When Maurice Otieno received a cryptic WhatsApp message from an unknown number claiming his missing son had been injured and hospitalised, he rushed to Nakuru Level Five Hospital with hope. What he didn’t know was that he was already too late.
Otieno’s 15-year-old son, Alvin Wambwa, had vanished from Flamingo Estate on June 29 after lunch with his family. “He said he was going to play with friends,” Otieno recalled. “He never came back.” After reporting the matter to Bondeni Police Station, the family scoured Nakuru and surrounding areas, launching an urgent search campaign that lasted nearly three weeks.
The breakthrough came on July 18, when the father received a WhatsApp message claiming Alvin had suffered a head injury in Free Area and had been taken to a local dispensary, then transferred to the referral hospital. But when he arrived, no one named Alvin appeared in the hospital records.

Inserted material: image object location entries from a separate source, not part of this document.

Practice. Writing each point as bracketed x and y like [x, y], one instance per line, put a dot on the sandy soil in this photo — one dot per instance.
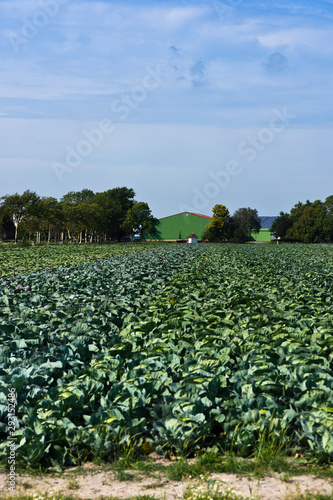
[94, 482]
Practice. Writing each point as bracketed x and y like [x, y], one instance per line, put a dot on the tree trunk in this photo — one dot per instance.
[16, 228]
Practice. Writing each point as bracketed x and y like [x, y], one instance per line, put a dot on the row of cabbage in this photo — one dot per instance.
[190, 348]
[14, 260]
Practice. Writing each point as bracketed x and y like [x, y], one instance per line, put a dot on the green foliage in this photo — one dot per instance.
[309, 222]
[139, 220]
[216, 229]
[82, 215]
[177, 350]
[245, 220]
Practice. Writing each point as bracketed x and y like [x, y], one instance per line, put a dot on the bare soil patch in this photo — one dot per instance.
[94, 482]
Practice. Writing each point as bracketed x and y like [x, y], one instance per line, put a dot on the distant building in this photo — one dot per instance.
[192, 238]
[180, 226]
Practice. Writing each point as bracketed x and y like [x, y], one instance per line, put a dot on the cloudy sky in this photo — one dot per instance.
[188, 102]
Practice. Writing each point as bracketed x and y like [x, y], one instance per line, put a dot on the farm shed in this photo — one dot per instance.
[180, 226]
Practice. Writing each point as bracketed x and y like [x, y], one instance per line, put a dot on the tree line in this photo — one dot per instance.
[309, 222]
[236, 227]
[84, 216]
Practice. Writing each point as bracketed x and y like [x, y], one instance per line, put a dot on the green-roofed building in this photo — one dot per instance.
[180, 226]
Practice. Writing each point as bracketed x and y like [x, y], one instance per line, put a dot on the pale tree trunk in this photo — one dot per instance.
[16, 230]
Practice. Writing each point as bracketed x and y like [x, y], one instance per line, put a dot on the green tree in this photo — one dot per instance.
[216, 229]
[328, 204]
[19, 206]
[310, 225]
[245, 221]
[139, 220]
[281, 225]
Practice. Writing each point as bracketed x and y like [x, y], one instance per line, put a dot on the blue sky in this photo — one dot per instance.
[190, 103]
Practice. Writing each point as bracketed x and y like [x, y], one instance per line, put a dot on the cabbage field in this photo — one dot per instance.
[178, 349]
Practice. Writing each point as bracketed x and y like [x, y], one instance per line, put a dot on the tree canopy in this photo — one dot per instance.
[83, 215]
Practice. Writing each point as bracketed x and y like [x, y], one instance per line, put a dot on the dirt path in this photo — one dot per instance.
[95, 482]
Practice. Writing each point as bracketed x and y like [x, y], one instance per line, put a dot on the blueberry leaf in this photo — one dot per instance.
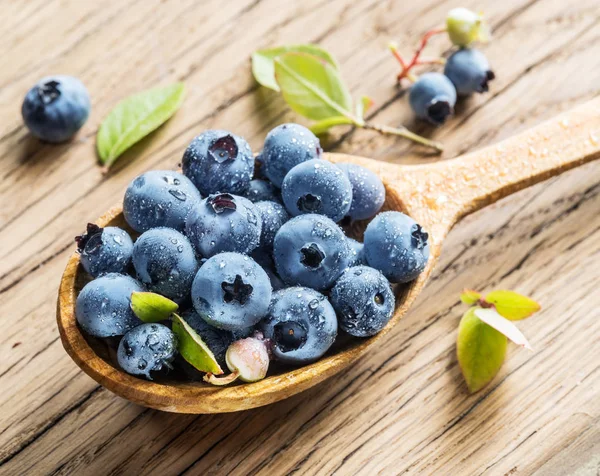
[193, 349]
[151, 307]
[480, 350]
[134, 118]
[263, 66]
[312, 87]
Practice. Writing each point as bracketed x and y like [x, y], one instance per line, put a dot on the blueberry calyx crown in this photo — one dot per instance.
[312, 255]
[236, 291]
[222, 202]
[224, 149]
[419, 237]
[91, 240]
[289, 335]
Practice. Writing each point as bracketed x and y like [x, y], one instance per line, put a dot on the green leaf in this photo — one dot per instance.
[263, 66]
[480, 350]
[513, 306]
[151, 307]
[470, 297]
[134, 118]
[312, 87]
[193, 349]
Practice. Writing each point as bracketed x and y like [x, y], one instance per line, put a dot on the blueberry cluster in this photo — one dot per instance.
[241, 254]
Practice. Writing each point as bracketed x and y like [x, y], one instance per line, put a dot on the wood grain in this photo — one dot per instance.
[402, 408]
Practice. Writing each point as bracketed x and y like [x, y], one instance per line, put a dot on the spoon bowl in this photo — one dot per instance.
[436, 195]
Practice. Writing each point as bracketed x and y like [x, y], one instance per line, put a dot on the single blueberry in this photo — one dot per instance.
[231, 291]
[397, 246]
[311, 251]
[285, 147]
[147, 348]
[433, 97]
[224, 222]
[103, 307]
[363, 300]
[165, 262]
[159, 198]
[301, 325]
[56, 108]
[104, 250]
[469, 71]
[219, 161]
[317, 186]
[368, 192]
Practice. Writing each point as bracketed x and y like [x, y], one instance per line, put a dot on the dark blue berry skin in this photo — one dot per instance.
[147, 348]
[363, 300]
[469, 71]
[223, 223]
[262, 190]
[317, 186]
[219, 161]
[104, 250]
[103, 307]
[397, 246]
[301, 325]
[56, 108]
[285, 147]
[368, 192]
[231, 291]
[311, 251]
[165, 262]
[432, 98]
[273, 215]
[159, 198]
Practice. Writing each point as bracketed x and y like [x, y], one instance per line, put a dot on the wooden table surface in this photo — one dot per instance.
[404, 408]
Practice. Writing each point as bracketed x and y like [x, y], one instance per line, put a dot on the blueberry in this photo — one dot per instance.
[317, 186]
[261, 190]
[363, 300]
[469, 71]
[56, 108]
[147, 348]
[219, 161]
[231, 291]
[104, 250]
[273, 217]
[165, 262]
[311, 251]
[301, 325]
[103, 305]
[368, 192]
[159, 198]
[285, 147]
[397, 246]
[224, 222]
[433, 97]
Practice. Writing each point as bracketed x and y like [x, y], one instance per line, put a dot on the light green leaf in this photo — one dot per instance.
[512, 305]
[263, 66]
[193, 349]
[312, 87]
[134, 118]
[151, 307]
[480, 350]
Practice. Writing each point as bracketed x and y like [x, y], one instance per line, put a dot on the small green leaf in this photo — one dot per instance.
[480, 350]
[470, 297]
[312, 87]
[263, 66]
[134, 118]
[513, 306]
[151, 307]
[193, 349]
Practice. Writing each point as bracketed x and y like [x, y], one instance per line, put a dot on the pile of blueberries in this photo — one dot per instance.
[243, 250]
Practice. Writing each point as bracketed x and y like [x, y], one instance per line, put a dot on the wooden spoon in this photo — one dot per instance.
[436, 195]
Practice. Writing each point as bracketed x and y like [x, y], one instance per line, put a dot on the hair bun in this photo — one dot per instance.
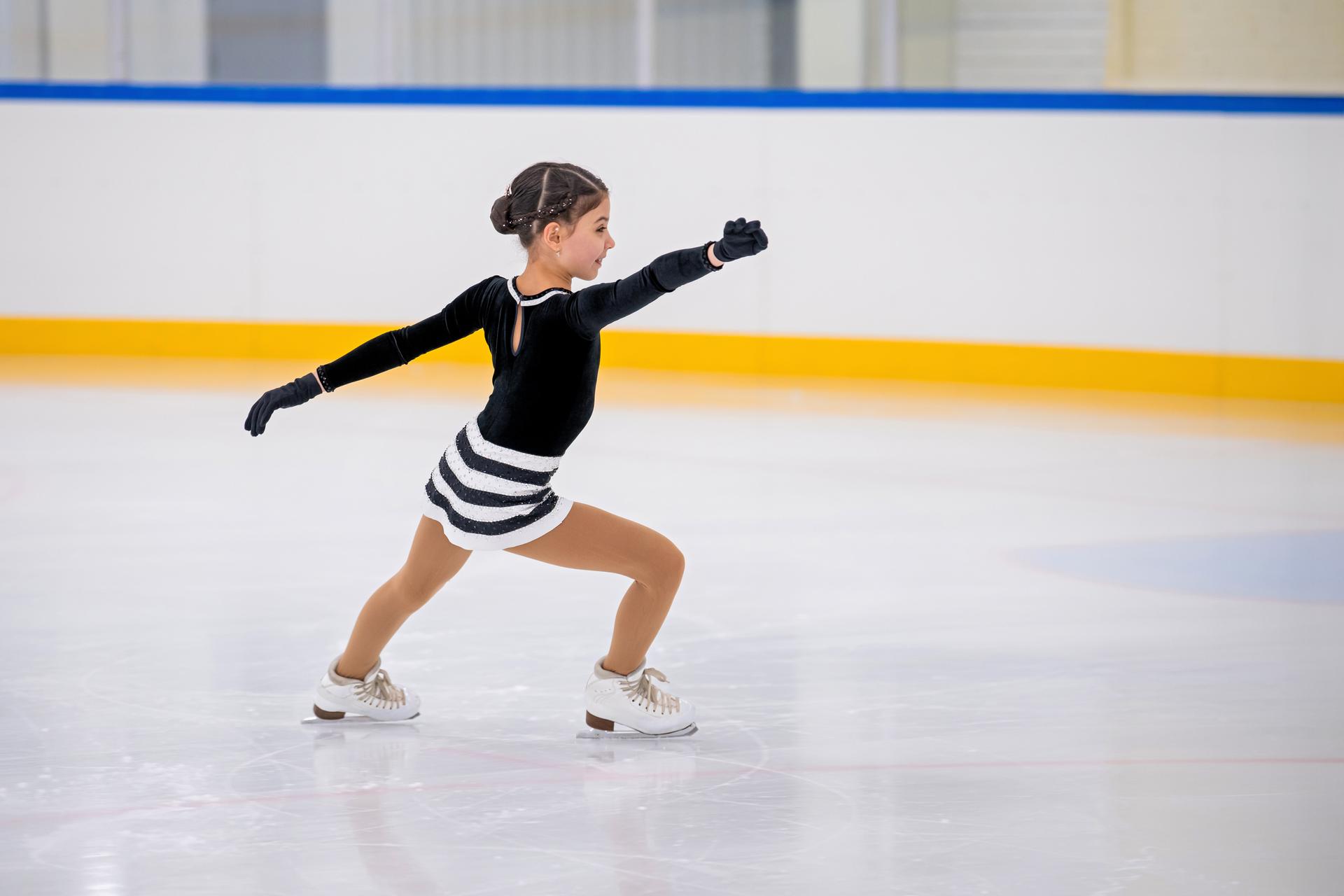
[499, 214]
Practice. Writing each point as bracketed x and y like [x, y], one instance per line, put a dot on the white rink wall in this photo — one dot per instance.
[1167, 232]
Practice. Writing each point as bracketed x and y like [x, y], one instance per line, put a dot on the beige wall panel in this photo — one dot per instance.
[1280, 46]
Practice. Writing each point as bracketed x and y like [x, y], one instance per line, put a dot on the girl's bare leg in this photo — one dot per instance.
[593, 539]
[433, 561]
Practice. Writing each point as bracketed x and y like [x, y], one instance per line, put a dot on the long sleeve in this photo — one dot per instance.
[461, 317]
[596, 307]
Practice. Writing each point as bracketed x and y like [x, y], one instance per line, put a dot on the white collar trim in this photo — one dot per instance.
[537, 300]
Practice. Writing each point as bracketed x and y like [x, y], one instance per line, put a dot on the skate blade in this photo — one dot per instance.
[355, 720]
[594, 734]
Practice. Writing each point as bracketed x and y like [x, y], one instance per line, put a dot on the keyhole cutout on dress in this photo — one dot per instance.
[518, 327]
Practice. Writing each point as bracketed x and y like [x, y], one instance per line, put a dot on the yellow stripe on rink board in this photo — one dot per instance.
[1049, 365]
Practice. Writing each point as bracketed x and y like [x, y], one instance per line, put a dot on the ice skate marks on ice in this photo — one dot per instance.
[353, 719]
[604, 729]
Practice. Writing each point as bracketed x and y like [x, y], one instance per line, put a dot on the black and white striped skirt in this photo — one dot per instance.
[489, 498]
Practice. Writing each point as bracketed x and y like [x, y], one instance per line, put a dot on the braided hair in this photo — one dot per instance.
[543, 192]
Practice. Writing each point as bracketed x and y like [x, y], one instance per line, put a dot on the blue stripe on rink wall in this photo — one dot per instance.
[1026, 101]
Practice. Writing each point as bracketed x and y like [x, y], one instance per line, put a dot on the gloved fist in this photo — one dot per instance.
[741, 238]
[288, 396]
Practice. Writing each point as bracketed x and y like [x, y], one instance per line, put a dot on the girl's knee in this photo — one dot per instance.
[412, 592]
[664, 566]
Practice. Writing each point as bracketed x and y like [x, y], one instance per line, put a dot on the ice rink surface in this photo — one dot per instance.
[942, 641]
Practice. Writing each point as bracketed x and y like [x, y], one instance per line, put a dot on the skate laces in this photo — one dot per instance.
[379, 692]
[648, 696]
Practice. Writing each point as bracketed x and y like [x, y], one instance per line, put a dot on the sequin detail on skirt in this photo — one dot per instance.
[488, 498]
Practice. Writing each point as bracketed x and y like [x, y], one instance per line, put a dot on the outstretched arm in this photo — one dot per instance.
[596, 307]
[461, 317]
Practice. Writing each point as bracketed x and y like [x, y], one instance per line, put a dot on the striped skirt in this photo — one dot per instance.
[488, 498]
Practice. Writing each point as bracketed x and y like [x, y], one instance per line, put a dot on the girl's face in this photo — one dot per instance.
[585, 248]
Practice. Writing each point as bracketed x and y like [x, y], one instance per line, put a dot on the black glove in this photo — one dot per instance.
[288, 396]
[741, 238]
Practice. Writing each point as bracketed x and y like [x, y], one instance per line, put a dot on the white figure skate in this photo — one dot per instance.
[340, 700]
[634, 707]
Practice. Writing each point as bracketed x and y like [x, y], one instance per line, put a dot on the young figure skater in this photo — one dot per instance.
[489, 489]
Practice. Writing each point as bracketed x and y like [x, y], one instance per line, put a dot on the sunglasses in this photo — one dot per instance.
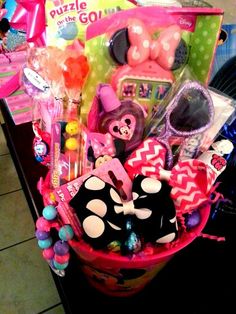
[190, 112]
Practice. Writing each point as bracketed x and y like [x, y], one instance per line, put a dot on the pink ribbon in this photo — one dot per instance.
[143, 47]
[29, 16]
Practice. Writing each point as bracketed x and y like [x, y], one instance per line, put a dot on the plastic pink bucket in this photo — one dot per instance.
[120, 276]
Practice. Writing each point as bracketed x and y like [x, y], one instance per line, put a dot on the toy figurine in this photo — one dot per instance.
[124, 120]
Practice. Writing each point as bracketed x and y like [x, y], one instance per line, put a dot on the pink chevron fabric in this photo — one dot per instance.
[191, 180]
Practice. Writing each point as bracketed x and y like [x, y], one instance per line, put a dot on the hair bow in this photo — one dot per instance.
[103, 213]
[191, 180]
[143, 47]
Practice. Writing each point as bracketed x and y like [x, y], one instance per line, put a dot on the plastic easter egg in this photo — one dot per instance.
[45, 244]
[59, 266]
[69, 32]
[48, 253]
[42, 224]
[61, 248]
[49, 212]
[66, 233]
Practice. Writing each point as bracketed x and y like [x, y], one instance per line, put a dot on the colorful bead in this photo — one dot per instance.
[49, 212]
[66, 233]
[61, 248]
[62, 259]
[45, 244]
[72, 127]
[42, 224]
[41, 235]
[48, 253]
[71, 143]
[59, 266]
[71, 156]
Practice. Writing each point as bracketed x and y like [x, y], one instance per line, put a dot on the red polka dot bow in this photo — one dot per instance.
[143, 47]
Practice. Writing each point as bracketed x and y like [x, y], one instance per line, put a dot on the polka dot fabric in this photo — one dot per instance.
[103, 214]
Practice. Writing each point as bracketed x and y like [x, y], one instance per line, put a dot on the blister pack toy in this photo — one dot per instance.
[67, 20]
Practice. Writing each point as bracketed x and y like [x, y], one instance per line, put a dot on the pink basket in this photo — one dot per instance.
[117, 275]
[120, 276]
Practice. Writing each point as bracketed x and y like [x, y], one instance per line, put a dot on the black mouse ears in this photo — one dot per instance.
[133, 45]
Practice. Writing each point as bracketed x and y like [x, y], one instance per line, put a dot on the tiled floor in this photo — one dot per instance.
[26, 284]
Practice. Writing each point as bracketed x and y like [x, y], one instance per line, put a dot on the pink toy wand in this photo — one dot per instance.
[75, 72]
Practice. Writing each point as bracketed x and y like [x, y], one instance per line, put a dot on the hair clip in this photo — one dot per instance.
[146, 64]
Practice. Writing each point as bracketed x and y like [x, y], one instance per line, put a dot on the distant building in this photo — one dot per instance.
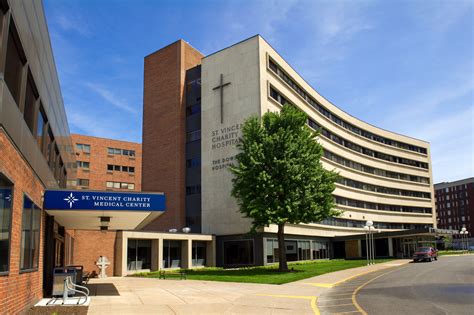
[455, 205]
[106, 164]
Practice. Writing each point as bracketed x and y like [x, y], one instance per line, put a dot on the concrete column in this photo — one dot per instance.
[119, 255]
[186, 253]
[211, 253]
[154, 255]
[390, 247]
[160, 253]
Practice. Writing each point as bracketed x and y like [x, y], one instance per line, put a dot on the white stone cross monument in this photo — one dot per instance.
[103, 263]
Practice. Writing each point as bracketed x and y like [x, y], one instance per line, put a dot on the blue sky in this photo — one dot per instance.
[406, 66]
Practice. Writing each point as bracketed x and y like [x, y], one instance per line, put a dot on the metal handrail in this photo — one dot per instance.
[70, 286]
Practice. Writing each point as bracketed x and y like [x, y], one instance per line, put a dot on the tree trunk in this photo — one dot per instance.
[283, 266]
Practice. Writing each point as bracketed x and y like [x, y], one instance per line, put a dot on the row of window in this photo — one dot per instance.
[193, 162]
[348, 144]
[82, 164]
[372, 170]
[379, 206]
[193, 189]
[377, 225]
[31, 107]
[454, 220]
[381, 189]
[85, 148]
[121, 151]
[30, 229]
[120, 185]
[277, 70]
[121, 168]
[193, 109]
[193, 136]
[297, 250]
[357, 148]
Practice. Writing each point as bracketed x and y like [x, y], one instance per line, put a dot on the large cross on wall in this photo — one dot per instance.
[221, 87]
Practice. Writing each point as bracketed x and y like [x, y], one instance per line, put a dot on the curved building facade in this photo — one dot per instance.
[385, 177]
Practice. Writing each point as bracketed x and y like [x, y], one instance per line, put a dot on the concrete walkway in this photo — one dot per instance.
[153, 296]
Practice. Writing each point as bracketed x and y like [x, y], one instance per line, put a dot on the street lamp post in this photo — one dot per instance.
[369, 228]
[464, 239]
[366, 228]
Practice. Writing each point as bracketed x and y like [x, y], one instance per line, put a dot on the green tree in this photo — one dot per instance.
[278, 178]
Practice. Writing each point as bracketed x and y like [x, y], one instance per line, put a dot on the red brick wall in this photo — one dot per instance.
[89, 245]
[164, 129]
[98, 159]
[20, 291]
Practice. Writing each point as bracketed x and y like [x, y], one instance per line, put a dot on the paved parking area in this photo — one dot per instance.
[129, 295]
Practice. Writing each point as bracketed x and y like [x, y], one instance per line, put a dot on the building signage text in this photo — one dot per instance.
[93, 200]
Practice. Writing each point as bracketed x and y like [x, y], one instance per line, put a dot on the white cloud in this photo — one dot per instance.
[111, 98]
[70, 23]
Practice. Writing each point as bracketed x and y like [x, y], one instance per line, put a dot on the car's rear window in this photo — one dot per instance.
[423, 249]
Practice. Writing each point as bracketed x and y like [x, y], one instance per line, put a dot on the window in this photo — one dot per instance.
[31, 97]
[192, 190]
[279, 72]
[82, 182]
[40, 122]
[83, 164]
[194, 162]
[30, 231]
[6, 194]
[86, 148]
[193, 109]
[193, 136]
[238, 253]
[14, 65]
[199, 253]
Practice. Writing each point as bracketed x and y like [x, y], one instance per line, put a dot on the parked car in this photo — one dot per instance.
[425, 253]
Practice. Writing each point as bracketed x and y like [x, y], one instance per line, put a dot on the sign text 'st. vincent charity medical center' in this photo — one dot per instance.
[94, 200]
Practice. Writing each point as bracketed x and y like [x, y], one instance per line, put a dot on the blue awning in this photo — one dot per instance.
[85, 209]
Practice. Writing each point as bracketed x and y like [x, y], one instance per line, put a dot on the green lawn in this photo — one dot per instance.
[269, 274]
[451, 252]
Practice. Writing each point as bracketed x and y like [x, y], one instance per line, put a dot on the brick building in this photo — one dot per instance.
[34, 156]
[106, 164]
[103, 164]
[193, 110]
[455, 205]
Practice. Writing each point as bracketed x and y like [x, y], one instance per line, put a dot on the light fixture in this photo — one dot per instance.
[104, 221]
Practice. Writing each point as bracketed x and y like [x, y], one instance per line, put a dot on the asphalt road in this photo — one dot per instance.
[445, 286]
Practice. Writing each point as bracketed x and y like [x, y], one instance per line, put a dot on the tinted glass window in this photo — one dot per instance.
[6, 195]
[30, 231]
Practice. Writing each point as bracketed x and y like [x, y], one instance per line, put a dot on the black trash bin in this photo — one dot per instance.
[59, 275]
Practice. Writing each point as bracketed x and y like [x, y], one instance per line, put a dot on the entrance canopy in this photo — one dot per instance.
[103, 210]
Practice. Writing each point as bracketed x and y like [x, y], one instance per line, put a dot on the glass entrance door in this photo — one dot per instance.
[138, 254]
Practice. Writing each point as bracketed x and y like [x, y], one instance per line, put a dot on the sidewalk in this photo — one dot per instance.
[129, 295]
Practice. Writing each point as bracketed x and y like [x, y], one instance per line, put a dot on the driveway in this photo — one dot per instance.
[129, 295]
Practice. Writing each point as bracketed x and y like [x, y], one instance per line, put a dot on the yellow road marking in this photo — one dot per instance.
[336, 305]
[330, 285]
[354, 300]
[324, 300]
[312, 299]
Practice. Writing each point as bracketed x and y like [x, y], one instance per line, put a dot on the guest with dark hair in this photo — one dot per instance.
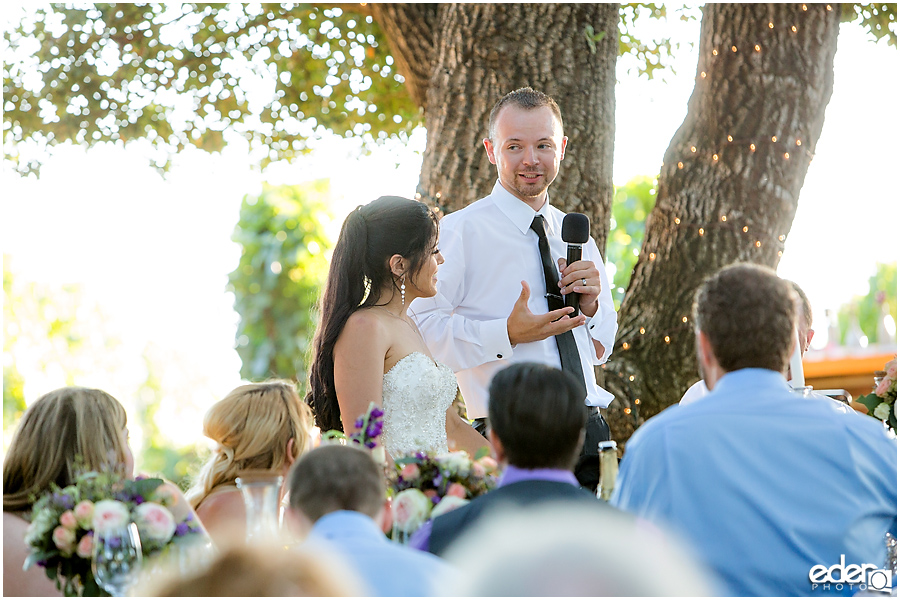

One entry stood out—a critically injured 17-year-old male admitted on July 2 by unknown Good Samaritans, with a head injury from an alleged fall. The boy died on July 7 and was recorded as “unknown.” The mortuary attendants led Mr Otieno to the body, where he identified his son by a unique mark on his thumb.
Shockingly, Alvin’s body had remained in the morgue for nearly two weeks while his family continued searching, unaware he had already passed away. The identity discrepancy and the delay in communication have left the family devastated.
As they prepare for burial, they are demanding answers. Who sent the message? Why was Alvin’s identity never confirmed earlier? What really happened in Free Area? The silence from authorities has left a growing number of questions, and a grieving family desperate for the truth.